De là à dire que ceux qui hier soutenaient l’Irak sans soutenir l’Ukraine ont des intérêts et/ou une fascination étrange pour Poutine, il y a un pas que nous ne franchirons pas.

Que dire pour conclure ? La même chose que Dominique de Villepin en substance. Le mensonge terrible des États-Unis sur l’Irak a ruiné l’image de gendarme du monde qu’ils avaient. S’ils ont pu pratiquer l’interventionnisme et le putsch sympathique en Amérique latine, en Iran, en Afghanistan, l’Irak a été le mensonge de trop.
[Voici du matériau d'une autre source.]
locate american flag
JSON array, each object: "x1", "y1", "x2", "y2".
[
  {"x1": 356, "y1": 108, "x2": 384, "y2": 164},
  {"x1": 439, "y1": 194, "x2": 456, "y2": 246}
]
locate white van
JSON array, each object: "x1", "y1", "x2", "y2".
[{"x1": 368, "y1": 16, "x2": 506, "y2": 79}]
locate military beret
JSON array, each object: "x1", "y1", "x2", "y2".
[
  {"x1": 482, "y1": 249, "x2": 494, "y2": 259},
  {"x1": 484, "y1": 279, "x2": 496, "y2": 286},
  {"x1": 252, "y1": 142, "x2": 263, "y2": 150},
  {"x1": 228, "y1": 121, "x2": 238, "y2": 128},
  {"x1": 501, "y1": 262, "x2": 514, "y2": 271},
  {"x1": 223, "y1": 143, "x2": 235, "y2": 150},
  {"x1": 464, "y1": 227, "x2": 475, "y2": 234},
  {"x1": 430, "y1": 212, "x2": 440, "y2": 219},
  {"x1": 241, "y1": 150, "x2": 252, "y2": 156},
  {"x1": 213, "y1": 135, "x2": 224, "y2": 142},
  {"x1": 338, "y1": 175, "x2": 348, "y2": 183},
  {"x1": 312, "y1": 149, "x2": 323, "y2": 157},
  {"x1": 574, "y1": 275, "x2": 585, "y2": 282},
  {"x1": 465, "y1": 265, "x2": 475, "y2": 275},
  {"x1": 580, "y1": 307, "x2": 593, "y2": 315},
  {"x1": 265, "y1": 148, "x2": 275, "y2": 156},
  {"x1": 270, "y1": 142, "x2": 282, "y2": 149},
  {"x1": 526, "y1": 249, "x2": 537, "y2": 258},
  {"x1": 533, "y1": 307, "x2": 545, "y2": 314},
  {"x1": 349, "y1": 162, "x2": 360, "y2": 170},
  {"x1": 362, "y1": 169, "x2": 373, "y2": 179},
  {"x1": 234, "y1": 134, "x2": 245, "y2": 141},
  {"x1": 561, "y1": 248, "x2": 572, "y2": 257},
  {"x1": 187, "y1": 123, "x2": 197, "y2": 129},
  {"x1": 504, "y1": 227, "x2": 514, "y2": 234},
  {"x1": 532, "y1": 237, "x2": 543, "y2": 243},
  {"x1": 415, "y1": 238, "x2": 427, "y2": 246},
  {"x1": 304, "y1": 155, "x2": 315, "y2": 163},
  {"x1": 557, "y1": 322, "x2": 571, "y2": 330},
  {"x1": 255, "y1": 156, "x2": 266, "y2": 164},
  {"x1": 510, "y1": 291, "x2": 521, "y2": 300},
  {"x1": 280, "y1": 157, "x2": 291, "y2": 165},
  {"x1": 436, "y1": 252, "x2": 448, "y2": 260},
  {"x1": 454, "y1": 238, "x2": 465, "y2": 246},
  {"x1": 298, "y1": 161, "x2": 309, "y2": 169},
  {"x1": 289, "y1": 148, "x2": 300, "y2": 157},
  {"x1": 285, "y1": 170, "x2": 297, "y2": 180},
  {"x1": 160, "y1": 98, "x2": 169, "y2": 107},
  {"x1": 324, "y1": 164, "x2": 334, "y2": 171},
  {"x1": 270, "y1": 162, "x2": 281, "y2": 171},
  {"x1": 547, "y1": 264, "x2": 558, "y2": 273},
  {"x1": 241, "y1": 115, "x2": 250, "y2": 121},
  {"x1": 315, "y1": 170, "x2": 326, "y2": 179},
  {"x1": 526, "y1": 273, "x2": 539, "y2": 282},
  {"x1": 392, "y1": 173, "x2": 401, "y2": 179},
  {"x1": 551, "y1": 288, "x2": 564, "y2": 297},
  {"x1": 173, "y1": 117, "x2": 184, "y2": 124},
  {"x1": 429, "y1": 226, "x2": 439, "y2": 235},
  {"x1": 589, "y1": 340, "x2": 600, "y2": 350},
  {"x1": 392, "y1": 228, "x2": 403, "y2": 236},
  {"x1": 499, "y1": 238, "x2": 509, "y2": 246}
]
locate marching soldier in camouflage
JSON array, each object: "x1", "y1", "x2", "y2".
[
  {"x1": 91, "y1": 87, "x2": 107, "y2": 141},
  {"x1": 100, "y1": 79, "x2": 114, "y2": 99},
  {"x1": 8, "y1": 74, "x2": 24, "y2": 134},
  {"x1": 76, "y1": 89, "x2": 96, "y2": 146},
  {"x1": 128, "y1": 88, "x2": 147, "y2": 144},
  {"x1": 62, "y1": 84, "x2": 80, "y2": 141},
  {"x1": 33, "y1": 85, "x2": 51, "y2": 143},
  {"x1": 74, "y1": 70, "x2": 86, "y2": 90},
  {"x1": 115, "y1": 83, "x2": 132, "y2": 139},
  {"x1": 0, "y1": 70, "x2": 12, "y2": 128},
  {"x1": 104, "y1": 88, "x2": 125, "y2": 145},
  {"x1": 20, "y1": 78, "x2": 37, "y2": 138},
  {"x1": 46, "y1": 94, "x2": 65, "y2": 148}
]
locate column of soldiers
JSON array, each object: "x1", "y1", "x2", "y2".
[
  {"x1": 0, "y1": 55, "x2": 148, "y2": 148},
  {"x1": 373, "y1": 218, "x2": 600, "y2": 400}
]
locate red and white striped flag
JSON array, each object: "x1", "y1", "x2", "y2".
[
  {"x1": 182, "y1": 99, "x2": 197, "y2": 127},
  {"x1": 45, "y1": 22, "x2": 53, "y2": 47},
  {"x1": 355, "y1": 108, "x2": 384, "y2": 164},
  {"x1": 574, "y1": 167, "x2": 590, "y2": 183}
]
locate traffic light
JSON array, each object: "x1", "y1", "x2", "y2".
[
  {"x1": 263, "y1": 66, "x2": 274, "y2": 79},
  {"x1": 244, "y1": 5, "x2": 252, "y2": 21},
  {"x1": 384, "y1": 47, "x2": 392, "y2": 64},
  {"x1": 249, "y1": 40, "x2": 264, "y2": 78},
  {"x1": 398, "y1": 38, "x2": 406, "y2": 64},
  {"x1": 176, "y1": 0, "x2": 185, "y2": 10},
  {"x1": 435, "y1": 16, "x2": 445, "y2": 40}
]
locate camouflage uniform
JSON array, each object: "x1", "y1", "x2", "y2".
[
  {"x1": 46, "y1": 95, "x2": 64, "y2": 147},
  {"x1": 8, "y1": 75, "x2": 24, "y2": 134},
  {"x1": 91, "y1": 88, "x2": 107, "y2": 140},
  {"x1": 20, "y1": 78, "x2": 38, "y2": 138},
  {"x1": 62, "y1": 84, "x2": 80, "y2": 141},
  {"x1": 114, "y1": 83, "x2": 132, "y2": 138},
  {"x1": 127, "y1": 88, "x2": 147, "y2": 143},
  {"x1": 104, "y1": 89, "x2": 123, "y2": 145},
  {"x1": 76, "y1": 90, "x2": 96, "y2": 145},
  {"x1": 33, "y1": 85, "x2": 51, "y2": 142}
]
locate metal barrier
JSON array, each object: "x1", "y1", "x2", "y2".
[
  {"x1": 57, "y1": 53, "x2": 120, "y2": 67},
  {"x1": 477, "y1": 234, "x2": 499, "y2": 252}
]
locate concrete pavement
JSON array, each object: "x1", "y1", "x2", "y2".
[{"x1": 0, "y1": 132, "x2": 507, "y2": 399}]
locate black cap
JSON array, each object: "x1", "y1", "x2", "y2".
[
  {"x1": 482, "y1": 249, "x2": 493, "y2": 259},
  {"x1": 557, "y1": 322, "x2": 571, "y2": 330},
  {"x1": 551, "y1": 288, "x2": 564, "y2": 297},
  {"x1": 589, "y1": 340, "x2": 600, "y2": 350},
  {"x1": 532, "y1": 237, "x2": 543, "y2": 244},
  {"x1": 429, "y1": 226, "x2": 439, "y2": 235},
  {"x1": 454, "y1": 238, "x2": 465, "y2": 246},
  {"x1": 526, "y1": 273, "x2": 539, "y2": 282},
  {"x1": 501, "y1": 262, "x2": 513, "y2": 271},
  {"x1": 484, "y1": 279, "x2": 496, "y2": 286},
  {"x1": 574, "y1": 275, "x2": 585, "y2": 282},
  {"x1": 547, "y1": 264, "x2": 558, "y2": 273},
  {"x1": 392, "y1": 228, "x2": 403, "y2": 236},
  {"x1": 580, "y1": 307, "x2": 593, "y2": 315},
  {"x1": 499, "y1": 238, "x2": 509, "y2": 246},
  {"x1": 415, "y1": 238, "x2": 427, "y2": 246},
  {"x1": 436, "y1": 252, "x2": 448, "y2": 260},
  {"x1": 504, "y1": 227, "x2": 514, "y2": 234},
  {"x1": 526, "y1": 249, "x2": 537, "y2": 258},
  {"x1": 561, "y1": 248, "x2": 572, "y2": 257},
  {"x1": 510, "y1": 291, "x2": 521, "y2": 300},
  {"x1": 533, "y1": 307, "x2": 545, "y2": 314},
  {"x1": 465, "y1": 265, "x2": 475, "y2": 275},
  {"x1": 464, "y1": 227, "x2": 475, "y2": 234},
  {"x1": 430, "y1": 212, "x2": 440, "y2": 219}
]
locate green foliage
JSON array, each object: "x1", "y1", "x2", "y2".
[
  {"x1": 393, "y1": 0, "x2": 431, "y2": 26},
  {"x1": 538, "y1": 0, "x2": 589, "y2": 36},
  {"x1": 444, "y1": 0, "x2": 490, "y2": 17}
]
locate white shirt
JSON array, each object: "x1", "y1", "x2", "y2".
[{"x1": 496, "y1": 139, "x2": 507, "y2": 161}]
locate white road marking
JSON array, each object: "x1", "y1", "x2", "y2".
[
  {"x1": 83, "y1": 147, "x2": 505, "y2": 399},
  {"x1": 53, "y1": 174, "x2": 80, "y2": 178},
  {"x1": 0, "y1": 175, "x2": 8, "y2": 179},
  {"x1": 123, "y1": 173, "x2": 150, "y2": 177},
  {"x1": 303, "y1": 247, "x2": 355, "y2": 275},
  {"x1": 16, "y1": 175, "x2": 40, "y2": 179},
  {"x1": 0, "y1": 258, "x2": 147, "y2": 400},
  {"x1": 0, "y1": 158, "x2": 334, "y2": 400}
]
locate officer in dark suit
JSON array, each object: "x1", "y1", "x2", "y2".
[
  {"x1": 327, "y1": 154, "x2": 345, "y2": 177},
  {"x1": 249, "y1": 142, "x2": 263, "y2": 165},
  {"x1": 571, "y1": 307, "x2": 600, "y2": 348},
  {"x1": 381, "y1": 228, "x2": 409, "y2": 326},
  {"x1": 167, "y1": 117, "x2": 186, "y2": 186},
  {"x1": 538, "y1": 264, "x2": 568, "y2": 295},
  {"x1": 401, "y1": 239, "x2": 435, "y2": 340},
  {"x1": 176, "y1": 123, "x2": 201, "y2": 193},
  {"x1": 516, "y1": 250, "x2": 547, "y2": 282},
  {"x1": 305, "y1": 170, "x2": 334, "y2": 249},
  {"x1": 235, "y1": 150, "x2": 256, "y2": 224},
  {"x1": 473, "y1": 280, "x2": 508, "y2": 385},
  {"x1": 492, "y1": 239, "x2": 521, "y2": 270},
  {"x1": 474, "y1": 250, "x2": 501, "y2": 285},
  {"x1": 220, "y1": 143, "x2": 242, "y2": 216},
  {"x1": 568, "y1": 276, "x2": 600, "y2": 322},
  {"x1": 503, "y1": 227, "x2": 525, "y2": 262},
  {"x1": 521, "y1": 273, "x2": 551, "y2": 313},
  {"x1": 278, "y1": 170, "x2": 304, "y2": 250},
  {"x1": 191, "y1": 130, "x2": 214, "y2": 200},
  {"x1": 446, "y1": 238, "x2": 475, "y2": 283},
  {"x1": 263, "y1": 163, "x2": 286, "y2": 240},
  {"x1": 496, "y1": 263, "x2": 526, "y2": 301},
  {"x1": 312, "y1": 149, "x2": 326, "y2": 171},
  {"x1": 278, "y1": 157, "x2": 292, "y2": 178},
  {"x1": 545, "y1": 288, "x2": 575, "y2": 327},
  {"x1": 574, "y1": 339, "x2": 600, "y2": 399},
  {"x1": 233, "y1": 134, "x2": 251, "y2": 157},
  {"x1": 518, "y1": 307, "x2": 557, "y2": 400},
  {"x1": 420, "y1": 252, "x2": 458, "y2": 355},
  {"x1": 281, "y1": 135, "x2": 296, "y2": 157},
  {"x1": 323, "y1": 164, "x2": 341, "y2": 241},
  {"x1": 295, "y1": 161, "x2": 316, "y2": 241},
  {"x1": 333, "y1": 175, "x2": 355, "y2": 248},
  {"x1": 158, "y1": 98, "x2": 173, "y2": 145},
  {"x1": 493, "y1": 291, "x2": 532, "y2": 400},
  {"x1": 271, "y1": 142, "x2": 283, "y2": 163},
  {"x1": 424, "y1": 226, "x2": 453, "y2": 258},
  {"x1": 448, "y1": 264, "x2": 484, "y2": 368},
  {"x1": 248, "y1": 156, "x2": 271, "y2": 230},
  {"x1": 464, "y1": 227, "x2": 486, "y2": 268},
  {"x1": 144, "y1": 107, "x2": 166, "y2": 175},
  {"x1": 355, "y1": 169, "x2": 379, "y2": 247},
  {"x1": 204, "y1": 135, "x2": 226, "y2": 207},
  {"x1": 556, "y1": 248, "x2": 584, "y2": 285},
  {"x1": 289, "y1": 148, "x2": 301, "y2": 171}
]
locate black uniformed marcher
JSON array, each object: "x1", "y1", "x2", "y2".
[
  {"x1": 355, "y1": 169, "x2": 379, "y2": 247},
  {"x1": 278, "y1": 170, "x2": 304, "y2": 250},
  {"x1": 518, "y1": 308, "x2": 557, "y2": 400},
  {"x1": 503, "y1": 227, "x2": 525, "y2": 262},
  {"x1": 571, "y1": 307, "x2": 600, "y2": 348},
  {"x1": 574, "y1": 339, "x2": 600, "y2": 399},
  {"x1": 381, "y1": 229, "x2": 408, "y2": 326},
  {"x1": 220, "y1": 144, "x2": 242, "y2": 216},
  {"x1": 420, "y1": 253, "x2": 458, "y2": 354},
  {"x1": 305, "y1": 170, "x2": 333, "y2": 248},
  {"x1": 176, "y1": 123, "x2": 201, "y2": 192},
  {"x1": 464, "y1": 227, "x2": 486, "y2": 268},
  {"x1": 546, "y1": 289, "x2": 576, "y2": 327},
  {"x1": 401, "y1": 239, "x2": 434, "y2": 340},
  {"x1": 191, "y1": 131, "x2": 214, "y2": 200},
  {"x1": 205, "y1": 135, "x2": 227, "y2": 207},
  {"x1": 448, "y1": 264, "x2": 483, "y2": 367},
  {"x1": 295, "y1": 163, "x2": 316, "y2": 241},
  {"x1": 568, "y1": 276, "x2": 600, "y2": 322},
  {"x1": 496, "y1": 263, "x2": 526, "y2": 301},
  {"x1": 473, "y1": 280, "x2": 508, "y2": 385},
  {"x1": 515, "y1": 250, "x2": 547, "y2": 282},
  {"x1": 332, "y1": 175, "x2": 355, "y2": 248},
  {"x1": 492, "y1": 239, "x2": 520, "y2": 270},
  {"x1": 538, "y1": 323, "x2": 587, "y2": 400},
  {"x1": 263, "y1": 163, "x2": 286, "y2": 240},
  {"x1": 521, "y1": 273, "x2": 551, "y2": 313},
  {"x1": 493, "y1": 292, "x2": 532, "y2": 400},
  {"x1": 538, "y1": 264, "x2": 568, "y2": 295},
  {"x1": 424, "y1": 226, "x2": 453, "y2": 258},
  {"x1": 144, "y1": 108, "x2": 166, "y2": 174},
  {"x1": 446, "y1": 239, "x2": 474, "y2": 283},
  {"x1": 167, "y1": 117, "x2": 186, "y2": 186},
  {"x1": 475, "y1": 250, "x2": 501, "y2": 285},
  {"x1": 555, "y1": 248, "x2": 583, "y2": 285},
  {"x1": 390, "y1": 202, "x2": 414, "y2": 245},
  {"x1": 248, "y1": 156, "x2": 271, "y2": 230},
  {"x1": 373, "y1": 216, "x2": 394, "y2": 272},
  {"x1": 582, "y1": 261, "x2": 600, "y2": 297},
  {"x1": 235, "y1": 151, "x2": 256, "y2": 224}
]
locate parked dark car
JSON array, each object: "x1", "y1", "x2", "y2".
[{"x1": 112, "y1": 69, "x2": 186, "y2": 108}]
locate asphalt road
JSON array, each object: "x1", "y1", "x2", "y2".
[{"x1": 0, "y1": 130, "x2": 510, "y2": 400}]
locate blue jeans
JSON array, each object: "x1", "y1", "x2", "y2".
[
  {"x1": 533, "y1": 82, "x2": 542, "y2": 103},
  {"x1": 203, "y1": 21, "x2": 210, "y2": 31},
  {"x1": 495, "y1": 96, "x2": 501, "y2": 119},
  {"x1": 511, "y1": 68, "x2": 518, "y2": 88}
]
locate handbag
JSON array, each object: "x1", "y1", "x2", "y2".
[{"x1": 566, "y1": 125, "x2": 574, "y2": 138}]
Ainsi, en Ukraine aujourd’hui, les États-Unis sont à la peine pour rallier à eux une opinion publique et médiatique bien moins favorable à la guerre, aux États-Unis et ailleurs; il y a littéralement des Américains qui nient l’existencence de cette guerre (On ne se moque pas). Ainsi, la propagande russe n’a fait que prendre la place laissée vacante par une propagande américaine en difficulté, comme l’économie russe a pris des places en Afrique ou ailleurs abandonnées par la France ou les États-Unis.